The path to Nostra Aetate moved in fits and starts and with a good deal of internal discord among the men and women who collectively served as the Church’s conscience. It was one thing to denounce Nazism as “neo-paganism” and another to specifically decry anti-Semitism. One of the leading Catholic voices against Nazi racism in the 1930s, John LaFarge, nonetheless characterized Jews as “this unhappy people, destroyers of their own nation, whose misguided leaders had called down upon their own heads a divine malediction.” Even in the wake of the Holocaust, Oesterreicher clung for years to his belief that Jews needed to accept Christ in order to be saved. Paradoxically, it took the Protestant-born Thieme to finally persuade the Jewish-born Oesterreicher that Jews could receive divine favor even without adopting Christianity.
The efforts of all these men, of course, also depended on the support of Pope John XXIII. He convened the Second Vatican Council with the broad, daring mission of aggiornamento (bringing up to date). And he specifically commissioned a statement to be written about Catholics and Jews. During World War II, Connelly points out, the future pope had served as the Vatican’s nuncio in Turkey, helping 25,000 Jewish survivors and refugees “with clothes, identity papers and money so that they could continue their journeys to safety.” As Pope, he was deeply affected by a meeting with a survivor named Jules Isaac, who lost his wife, daughter and son-in-law to the Nazis.
Pope John XXIII did not live to see the debate and vote on Nostra Aetate, which included statements on Catholic relations with a variety of religious groups, not only Jews. But his efforts helped lay the groundwork for the landslide in favor of the document: 2,221 bishops for it, only 88 against. Despite the expectation that the document would bitterly divide the prelates, the main opposition ultimately came from those in Arab countries, who claimed Nostra Aetate amounted to the Vatican taking sides in the Israeli-Arab conflict.
That fear has hardly been realized in the decades since then. Rather, Arab Christians have been persecuted primarily by Arab Muslims, driving tens if not hundreds of thousands from Iraq, Egypt and Lebanon into exile. It is true, though, that Nostra Aetate paved the road for the most stirring moment in the millennia of Jewish-Catholic relations, Pope John Paul II’s visit to Israel, including Yad Vashem and the Western Wall. The language of Nostra Aetate about Christianity’s Jewish roots also anticipated the pope’s words to the chief rabbi of Rome on a visit to the synagogue: “I am Joseph, your brother.”

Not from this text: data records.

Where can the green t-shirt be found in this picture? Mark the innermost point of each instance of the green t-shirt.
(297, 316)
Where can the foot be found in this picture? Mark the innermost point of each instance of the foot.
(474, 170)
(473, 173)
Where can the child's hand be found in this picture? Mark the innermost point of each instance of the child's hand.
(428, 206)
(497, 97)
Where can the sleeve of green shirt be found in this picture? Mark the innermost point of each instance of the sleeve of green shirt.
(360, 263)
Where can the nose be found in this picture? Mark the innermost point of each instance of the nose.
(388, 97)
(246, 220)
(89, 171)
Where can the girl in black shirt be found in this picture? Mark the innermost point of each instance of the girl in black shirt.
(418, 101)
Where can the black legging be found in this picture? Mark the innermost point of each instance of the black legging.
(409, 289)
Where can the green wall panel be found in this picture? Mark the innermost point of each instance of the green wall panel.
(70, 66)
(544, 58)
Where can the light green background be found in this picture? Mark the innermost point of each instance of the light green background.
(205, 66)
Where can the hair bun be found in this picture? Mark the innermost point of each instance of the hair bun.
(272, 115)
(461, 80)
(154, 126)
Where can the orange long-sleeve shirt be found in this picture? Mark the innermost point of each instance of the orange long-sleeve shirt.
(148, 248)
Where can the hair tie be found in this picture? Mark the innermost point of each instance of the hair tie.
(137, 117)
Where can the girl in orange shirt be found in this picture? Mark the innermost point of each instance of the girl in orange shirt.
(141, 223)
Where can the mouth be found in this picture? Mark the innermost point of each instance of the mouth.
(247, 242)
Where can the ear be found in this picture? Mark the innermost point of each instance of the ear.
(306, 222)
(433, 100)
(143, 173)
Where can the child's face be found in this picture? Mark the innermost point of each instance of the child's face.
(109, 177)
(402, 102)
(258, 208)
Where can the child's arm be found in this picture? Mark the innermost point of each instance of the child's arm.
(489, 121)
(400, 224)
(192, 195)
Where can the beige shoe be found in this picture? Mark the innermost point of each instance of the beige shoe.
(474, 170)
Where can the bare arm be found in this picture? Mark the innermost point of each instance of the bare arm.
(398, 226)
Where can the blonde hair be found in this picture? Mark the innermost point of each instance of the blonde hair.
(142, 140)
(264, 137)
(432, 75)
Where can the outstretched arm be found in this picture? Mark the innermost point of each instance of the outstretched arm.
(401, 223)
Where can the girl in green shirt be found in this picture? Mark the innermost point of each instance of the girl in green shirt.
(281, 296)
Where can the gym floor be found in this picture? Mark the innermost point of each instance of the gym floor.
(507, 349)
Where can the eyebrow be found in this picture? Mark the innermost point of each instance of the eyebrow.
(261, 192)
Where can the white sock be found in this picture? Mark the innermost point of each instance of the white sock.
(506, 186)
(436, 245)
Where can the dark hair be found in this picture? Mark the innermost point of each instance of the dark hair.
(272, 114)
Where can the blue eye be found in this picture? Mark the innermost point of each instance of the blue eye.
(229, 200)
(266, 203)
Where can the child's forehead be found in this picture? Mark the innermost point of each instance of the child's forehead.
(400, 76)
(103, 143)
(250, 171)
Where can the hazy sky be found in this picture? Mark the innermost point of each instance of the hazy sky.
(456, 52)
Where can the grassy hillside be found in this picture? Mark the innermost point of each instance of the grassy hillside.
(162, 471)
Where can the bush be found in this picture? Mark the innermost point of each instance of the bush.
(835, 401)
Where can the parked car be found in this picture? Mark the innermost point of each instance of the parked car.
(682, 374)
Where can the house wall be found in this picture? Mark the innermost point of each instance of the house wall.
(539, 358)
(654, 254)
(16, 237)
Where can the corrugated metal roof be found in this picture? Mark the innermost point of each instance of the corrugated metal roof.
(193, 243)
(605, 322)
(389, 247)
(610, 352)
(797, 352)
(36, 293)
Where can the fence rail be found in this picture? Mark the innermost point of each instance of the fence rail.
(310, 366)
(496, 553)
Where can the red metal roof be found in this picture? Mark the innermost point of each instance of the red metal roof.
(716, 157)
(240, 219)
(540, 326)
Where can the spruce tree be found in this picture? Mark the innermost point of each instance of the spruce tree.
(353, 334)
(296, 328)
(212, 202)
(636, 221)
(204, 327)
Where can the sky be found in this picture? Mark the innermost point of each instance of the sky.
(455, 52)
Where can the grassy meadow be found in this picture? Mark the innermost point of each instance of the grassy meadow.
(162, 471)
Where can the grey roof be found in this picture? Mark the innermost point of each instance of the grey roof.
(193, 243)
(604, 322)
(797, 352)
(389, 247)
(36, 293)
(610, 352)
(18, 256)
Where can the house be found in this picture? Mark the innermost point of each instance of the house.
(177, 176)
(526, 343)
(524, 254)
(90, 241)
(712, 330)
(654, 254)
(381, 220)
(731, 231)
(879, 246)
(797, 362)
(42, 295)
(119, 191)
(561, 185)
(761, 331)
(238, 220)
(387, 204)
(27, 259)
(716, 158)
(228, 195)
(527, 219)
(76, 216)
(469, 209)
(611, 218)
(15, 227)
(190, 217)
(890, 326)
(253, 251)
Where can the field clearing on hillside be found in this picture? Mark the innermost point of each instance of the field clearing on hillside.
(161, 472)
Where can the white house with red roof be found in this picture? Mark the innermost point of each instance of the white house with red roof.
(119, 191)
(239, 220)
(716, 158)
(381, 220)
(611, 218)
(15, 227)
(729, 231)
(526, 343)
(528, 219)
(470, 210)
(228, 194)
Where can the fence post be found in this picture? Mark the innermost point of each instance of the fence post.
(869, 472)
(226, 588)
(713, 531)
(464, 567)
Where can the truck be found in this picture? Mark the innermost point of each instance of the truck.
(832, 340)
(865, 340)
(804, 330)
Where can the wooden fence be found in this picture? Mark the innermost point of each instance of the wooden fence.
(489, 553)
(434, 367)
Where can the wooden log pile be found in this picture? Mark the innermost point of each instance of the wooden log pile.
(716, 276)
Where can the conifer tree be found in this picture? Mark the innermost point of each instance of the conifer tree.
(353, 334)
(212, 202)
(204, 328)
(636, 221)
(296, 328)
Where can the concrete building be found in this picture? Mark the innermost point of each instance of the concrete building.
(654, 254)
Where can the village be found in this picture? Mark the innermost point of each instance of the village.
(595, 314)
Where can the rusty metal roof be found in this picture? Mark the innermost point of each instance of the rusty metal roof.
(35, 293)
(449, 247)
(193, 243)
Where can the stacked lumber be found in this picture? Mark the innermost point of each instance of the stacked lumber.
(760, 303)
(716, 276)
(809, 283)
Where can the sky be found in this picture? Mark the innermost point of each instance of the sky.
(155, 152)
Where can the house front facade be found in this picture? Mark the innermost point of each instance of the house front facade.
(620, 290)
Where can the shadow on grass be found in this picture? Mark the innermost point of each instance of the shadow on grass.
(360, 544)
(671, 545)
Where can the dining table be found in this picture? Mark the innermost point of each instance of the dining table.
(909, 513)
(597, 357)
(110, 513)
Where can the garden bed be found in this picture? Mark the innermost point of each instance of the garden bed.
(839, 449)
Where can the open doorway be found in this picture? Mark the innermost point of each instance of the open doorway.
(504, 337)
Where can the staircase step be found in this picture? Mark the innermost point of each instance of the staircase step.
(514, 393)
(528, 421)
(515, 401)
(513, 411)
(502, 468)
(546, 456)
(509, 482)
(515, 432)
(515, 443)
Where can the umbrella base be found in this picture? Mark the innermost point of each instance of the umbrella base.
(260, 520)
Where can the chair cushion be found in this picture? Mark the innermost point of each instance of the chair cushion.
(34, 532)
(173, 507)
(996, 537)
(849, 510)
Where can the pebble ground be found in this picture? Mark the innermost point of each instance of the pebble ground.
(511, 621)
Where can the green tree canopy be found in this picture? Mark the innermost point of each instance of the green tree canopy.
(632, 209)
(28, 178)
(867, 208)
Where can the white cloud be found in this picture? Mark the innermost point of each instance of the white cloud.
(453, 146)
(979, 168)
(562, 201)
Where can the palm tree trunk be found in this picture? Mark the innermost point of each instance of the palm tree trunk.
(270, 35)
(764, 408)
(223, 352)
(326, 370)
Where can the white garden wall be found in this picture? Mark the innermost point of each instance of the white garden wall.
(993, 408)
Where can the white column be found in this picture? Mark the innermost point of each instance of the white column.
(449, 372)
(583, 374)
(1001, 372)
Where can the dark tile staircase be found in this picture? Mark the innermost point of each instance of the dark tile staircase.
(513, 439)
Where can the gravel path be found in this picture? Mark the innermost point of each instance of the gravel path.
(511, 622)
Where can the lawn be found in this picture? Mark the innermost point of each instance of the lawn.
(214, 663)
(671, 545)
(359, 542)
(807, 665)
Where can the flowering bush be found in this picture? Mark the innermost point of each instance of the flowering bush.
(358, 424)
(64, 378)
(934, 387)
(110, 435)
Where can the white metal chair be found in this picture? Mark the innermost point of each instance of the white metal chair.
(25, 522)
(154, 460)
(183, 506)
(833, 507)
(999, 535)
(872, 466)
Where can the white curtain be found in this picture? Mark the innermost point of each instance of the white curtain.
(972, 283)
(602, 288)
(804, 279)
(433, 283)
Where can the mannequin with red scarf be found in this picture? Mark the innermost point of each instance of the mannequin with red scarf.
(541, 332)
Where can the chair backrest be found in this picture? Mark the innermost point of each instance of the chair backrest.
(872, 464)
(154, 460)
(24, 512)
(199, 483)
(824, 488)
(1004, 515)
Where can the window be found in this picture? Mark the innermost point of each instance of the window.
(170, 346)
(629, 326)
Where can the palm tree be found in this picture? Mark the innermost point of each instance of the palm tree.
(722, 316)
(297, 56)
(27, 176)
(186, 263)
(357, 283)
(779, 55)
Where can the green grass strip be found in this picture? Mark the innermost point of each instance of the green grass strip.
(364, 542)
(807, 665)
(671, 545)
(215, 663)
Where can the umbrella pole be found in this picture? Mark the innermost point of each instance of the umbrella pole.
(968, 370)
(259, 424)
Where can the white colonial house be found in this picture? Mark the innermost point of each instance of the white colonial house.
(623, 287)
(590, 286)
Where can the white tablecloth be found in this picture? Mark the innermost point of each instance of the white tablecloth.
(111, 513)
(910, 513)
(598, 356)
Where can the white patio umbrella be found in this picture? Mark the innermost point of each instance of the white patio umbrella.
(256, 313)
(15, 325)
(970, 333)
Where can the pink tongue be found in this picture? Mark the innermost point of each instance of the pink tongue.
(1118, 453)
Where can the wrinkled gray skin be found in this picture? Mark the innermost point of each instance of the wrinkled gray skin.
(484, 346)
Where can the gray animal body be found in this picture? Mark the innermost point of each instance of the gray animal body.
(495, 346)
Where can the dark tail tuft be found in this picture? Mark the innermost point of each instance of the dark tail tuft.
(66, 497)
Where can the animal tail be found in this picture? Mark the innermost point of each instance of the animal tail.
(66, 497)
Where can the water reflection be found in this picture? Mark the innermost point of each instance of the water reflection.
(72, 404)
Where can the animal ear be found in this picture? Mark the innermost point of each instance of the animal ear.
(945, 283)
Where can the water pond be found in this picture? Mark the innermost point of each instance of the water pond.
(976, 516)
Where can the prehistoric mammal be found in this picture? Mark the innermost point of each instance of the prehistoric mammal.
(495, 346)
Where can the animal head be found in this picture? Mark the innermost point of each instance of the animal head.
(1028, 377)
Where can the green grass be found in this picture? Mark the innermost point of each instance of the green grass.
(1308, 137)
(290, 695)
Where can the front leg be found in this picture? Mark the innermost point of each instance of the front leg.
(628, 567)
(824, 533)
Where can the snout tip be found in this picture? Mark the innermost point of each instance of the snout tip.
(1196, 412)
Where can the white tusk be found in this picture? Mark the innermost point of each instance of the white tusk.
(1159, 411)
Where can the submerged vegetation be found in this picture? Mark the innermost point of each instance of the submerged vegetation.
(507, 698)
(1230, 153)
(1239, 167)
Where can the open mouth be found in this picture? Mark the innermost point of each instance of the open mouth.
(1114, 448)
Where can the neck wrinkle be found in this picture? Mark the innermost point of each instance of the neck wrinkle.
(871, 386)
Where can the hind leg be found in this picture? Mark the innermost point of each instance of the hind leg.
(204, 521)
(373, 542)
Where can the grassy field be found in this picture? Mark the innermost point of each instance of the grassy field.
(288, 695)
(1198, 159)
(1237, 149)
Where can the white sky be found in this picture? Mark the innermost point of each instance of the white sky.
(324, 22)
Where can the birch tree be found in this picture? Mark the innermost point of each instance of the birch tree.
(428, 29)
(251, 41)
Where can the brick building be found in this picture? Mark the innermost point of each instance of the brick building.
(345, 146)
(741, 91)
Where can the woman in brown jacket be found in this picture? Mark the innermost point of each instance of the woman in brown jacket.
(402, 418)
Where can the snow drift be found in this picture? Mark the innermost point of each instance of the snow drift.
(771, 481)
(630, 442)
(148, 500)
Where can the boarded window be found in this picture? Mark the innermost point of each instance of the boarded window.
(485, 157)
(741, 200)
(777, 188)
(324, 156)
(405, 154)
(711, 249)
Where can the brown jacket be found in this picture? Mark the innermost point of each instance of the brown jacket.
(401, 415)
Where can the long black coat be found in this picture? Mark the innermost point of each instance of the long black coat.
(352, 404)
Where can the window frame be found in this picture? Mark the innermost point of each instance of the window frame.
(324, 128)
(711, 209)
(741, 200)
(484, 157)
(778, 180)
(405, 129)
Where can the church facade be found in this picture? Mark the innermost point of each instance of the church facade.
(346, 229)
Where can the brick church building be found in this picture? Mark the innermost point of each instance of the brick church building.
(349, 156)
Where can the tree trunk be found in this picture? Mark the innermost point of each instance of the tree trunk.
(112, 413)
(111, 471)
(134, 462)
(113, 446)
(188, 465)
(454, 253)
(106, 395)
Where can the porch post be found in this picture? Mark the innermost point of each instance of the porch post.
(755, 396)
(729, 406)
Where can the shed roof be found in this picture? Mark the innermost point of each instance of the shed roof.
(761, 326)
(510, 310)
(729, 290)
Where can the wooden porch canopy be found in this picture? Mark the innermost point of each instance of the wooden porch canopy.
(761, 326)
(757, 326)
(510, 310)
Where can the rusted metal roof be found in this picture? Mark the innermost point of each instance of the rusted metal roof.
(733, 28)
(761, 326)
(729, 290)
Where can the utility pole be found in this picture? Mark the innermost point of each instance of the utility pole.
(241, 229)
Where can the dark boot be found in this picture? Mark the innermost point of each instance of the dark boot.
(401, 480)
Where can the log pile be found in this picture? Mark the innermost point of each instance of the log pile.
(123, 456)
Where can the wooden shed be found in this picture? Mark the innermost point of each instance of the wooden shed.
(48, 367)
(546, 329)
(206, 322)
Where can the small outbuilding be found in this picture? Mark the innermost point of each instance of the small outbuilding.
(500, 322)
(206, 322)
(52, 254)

In the hands of scholars who write in a narrative mode, such as Taylor Branch or Alan Brinkley, From Enemy to Brother would have made great use of the epic moments and larger-than-life characters who fathered the Vatican’s momentous shift. Connelly, in contrast, traces the intellectual and theological disputation that took place in obscure venues—religious periodicals, retreat houses, clerical conferences. His focus is what might be called the “retail politics” behind Nostra Aetate, the gradual and granular effort to win allies, build coalitions and get out the vote.
As a chronicle of the truly heroic role that scholars can play in public life, From Enemy to Brother brings to mind Jonathan Spence’s exceptional account of Chinese intellectuals during the Nationalist and Communist revolutions, The Gate of Heavenly Peace. Like that book, Connelly’s is not an easy read, but it is unquestionably an edifying and rewarding one.
Samuel G. Freedman, a journalism professor at Columbia University, is the author of six books and a religion columnist for The New York Times.